Another epiphytic fern






Species name: Platycerium bifurcatum

Common name: elkhorn fern, staghorn fern

Location: UWO Greenhouse

This species of staghorn fern is native to Australia and the surrounding areas, in tropical rain forests (you can read all about another species of staghorn fern HERE). Staghorn ferns are not parasites despite commonly growing off of other trees; they merely use these trees for support, and gather most of the nutrients they need to survive from the air. They will also commonly grow on dead standing trunks, and are important in helping break down organic material to return it to the soil, a vital process in any ecosystem (but a process that must be exceptionally fast in tropical systems because they are so productive) called nutrient cycling.

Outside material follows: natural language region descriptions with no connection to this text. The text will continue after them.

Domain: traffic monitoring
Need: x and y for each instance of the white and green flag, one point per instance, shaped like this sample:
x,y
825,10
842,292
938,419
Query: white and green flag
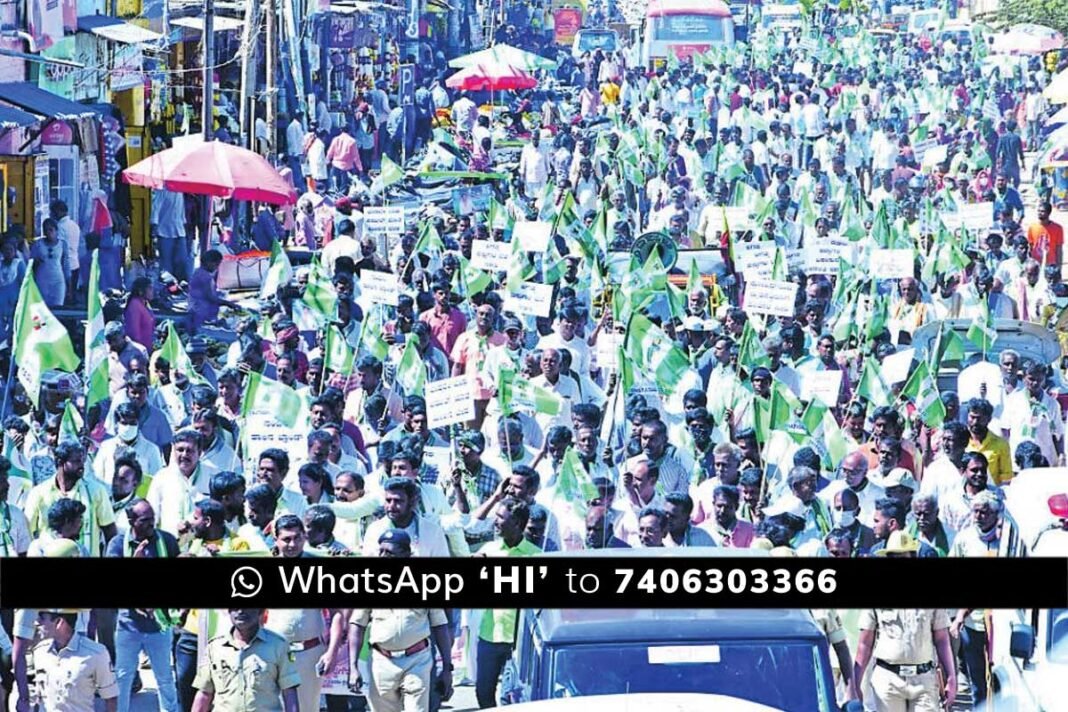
x,y
41,342
278,274
96,346
269,396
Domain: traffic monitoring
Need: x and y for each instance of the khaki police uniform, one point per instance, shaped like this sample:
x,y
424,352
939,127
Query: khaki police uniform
x,y
67,680
304,631
247,679
402,658
905,674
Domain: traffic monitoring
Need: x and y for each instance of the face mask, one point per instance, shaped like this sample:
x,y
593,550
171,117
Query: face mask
x,y
843,519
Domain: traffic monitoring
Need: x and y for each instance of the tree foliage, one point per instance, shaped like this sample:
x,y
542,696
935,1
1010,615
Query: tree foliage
x,y
1050,13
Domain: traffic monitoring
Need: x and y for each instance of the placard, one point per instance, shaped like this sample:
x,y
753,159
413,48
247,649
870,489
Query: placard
x,y
530,299
533,235
976,216
449,401
755,259
892,264
379,287
771,298
738,219
821,255
490,256
823,385
386,221
895,367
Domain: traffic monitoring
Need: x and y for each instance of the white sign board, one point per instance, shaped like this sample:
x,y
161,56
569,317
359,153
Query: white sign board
x,y
771,298
755,259
533,235
379,287
490,256
976,216
449,401
530,299
823,385
383,220
895,367
892,264
821,255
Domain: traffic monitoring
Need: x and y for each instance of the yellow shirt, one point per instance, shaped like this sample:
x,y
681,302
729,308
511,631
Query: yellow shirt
x,y
998,454
249,678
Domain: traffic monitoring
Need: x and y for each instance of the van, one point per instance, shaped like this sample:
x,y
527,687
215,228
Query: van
x,y
591,41
776,658
1029,527
1030,660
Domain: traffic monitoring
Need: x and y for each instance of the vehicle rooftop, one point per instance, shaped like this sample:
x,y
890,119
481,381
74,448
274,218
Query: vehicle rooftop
x,y
674,625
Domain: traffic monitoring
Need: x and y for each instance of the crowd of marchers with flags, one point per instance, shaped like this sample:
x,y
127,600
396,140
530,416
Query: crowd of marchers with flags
x,y
766,296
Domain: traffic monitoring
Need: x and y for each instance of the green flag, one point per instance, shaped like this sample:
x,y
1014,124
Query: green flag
x,y
174,352
411,370
371,333
648,347
278,274
517,393
389,174
338,356
96,347
71,424
319,293
267,395
922,390
41,342
870,385
982,331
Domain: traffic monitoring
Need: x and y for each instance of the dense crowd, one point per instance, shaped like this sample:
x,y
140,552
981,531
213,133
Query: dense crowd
x,y
701,334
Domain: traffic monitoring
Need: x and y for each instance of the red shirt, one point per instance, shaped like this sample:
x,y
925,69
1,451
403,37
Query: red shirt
x,y
444,328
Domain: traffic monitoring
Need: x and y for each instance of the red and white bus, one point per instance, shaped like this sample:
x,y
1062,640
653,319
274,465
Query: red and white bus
x,y
684,28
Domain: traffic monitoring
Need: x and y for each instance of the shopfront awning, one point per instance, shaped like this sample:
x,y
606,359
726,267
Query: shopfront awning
x,y
12,117
42,103
118,30
220,24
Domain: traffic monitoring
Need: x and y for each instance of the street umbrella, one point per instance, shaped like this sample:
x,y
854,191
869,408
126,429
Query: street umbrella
x,y
504,54
1027,38
213,168
1056,158
1056,91
491,77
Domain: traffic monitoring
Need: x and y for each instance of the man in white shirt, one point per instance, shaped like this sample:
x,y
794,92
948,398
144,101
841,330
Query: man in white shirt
x,y
399,496
534,167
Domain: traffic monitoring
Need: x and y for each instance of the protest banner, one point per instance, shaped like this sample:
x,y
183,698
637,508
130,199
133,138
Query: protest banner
x,y
823,385
449,401
379,287
754,259
530,299
533,235
490,256
892,264
771,298
976,216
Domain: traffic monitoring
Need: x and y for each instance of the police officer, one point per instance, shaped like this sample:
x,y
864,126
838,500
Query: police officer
x,y
905,644
72,669
247,669
402,659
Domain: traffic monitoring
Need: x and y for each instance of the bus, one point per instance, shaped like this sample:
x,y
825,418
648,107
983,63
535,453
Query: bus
x,y
684,28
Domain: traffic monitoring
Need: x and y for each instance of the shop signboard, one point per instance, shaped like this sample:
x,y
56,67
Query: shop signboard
x,y
567,19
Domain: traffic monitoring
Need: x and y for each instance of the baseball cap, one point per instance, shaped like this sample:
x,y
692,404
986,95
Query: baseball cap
x,y
899,477
899,542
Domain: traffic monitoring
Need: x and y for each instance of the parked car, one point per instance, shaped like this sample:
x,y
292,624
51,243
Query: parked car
x,y
774,658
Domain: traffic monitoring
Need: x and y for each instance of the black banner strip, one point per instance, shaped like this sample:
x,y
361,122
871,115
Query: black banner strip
x,y
551,582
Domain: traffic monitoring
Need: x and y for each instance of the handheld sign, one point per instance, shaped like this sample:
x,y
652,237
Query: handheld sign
x,y
449,401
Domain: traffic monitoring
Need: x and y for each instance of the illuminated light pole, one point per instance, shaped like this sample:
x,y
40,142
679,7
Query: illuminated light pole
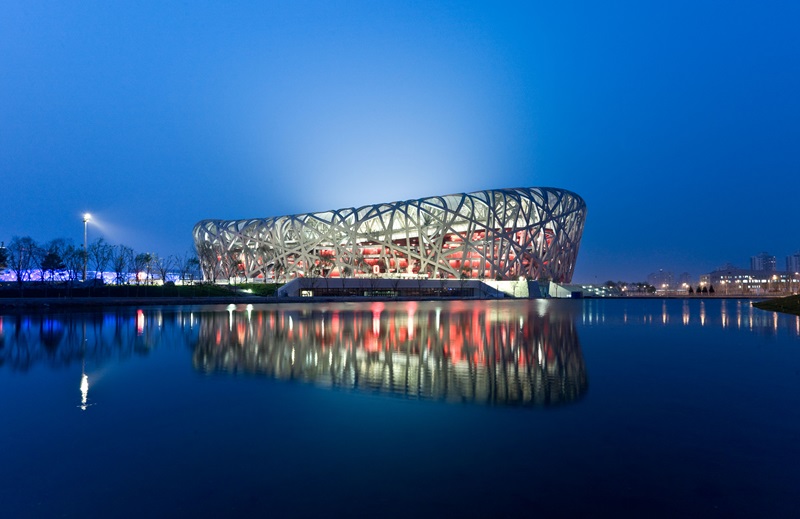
x,y
86,218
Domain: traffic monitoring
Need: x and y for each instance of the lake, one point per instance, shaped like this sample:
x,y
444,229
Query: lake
x,y
555,408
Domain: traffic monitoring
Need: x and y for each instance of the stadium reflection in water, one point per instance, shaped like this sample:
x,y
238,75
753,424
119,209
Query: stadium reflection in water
x,y
518,354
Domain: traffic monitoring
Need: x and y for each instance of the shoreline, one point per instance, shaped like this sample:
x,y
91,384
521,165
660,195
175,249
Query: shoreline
x,y
44,303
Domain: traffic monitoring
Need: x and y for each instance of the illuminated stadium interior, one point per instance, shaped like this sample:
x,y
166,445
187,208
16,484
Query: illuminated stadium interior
x,y
504,234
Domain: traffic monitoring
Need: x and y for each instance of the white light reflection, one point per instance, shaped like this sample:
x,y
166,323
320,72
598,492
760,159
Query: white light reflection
x,y
139,322
84,391
231,308
724,313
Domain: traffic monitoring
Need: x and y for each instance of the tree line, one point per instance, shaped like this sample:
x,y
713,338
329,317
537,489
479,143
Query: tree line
x,y
60,260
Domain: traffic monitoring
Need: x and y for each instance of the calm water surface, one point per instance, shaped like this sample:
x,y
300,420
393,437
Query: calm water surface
x,y
625,408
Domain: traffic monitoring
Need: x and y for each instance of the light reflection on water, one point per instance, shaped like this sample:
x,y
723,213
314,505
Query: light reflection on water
x,y
724,313
495,353
502,353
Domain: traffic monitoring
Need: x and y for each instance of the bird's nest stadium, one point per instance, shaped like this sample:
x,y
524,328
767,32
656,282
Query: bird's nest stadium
x,y
498,234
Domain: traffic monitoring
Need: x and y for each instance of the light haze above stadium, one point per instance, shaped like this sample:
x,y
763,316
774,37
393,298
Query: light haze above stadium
x,y
677,122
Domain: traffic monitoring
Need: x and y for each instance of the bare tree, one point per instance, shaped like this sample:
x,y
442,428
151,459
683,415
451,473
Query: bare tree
x,y
120,261
100,254
52,258
21,257
143,264
73,259
163,265
187,266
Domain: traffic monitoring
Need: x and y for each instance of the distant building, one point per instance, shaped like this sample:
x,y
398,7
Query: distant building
x,y
734,280
793,263
662,280
763,262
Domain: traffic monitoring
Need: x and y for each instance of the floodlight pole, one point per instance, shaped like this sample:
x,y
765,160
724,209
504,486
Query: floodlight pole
x,y
86,218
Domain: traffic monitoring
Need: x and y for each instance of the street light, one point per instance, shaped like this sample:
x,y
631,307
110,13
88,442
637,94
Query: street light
x,y
86,218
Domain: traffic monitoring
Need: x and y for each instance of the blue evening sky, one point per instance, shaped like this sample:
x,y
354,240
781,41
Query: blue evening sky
x,y
678,122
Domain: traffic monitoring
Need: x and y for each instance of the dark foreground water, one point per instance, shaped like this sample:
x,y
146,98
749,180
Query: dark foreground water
x,y
623,408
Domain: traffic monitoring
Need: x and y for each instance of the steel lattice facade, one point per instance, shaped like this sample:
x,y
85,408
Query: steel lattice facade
x,y
496,234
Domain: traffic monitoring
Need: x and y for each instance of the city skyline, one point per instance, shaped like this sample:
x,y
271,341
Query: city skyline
x,y
676,123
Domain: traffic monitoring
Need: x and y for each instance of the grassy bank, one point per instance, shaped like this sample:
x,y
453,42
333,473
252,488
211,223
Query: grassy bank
x,y
787,305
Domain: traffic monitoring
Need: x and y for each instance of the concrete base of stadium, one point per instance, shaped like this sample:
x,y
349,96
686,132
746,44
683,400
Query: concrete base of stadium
x,y
410,288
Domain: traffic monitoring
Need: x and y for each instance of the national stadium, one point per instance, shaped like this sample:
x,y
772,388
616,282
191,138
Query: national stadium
x,y
499,234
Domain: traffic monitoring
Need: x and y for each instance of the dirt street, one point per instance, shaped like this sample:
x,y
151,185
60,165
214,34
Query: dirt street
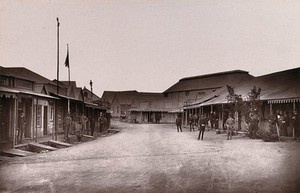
x,y
156,158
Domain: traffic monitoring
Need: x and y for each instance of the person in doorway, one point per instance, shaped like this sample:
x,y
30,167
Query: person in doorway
x,y
253,124
21,126
202,124
92,126
296,123
101,122
230,122
179,123
195,120
190,120
83,121
67,126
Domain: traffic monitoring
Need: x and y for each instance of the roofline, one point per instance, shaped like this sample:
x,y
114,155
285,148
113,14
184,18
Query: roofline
x,y
214,74
282,71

All ferns can reproduce in two ways, but most of the time you only notice one of these ways. Ferns are vascular plants, but they are in a group that branched off before the "invention" (the evolution) of seeds. So, like mosses and lycophytes, they reproduce via spore production. This spore production occurs on fertile fronds of ferns (what we call "leaves") in sori (sing. sorus), or the brown powdery masses on the underside of the leaves. Sometimes they're in distinct clusters, and in other species they completely cover the outside bottom surface of the frond. Where the sori and located and what they look like can be an important factor in distinguishing species! When spores germinate, they don't produce more fronds. They produce tiny little plants called "gametophytes" (the frond is the "sporophyte", a plant [-phyte] which produces spores [sporo-]) which produce gametes just like regular plants do. The gametophytes produce eggs and sperm (in higher plants, "plant sperm" is pollen), which fuse together to form the zygote which matures into the sporophyte. Normally, none of us are observant enough to notice the gametophyte, because it is so incredibly small (rarely more than a few millimetres across) but in the staghorn fern they can be up to 3 cm across. I didn't notice any while I was taking photographs, but I also wasn't looking very hard.

The staghorn fern, like many species of fern, produces two different types of fronds. The first type, the sterile fronds, are large and shield-shaped. Their role is to protect the roots of the fern from drying out, and in some species act as reservoirs to catch rainwater. The other type of frond is the fertile frond, which are the long, antler-shaped leaves coming out of the opening in the basal fronds. When one basal frond starts to rot (something which I imagine must happen quite frequently; if they're designed to catch water and protect something that must always be wet, they probably rot away quite quickly!), it is replaced by a new basal frond growing off the roots which you can see in the bottom photo. The production of this new basal frond is incredibly rapid; it can go from being a few millimetres across to a few centimetres across in a week or less.